Wednesday, 1st October 2008

Jamie’s Ministry of Food (Channel 4, Tuesday); Ian Hislop Goes off the Rails (BBC4, Thursday)

It was worth it, anyway — first for the great ice-breaking scene where Jamie had to apologise for calling her a fat old scrubber, and later for the scenes where she told Jamie that his plan to teach the whole of Rotherham to cook using a pyramid training scheme was doomed to fail. ‘They’ll be all eager when you’re there because they’ll want to suck up to you,’ she explained. ‘Soon as you’re gone, though, they’ll go, “I can’t be doing with this.”’

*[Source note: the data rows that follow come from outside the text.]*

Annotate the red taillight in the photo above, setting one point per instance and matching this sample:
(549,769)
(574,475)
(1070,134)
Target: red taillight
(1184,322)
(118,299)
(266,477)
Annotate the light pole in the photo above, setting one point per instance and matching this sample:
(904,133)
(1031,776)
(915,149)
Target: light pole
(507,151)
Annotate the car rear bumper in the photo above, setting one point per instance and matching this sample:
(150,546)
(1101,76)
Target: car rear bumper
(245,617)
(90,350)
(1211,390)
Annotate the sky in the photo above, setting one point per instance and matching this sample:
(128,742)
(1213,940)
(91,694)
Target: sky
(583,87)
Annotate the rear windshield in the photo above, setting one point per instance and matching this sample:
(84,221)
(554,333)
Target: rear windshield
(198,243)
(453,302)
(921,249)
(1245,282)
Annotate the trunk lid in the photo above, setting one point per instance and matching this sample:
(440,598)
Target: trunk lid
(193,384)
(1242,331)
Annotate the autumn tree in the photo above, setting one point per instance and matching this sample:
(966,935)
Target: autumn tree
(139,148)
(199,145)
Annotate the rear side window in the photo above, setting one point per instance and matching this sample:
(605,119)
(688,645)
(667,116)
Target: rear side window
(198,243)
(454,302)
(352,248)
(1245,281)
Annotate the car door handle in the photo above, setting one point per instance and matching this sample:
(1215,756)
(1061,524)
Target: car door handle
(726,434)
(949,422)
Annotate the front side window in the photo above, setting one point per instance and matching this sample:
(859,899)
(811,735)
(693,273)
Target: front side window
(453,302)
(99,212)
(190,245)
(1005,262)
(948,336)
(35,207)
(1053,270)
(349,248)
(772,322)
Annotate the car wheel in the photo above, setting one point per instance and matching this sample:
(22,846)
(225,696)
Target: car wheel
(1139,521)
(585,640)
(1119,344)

In TV-land this is known as ‘jeopardy’ and all reality-style documentaries must display it, by adamantine TV-commissioning law.

This is why you know that when halfway through Jamie seems to be making progress — cue heartwarming footage of malnourished northern folk, who don’t even know how to boil water, blossoming as they cook their first-ever dinner (meatballs) — there will be a setback after the next ad break. Sure enough it came when Jamie’s star pupil — a photogenic young blonde housewife — tearfully told him she couldn’t afford the time or expense of making proper food any more. His other pupils agreed. ‘Told you so,’ said Julie. And suddenly Jamie was made to look like the rich, poncy southerner with fancy ideas which could never possibly survive the journey north of the Watford Gap. How will he get out of this one? Find out next week, when...etc.

Part of me does resent being manipulated in this way. Unfortunately, after two decades of relentless dumbing down, most viewers have been so moronified that they can’t cope with nuance of any kind. They want to slob down on their sofa, switch off their brains, be cattle-prodded into the right emotional responses (up, down; sad, happy), then go to bed. I would protest except I’m just the same. I can’t even get through my boxed sets of The Wire. Too talky and muffled, too complicated. Jamie (and Bruce Parry and University Challenge) are all the TV I need.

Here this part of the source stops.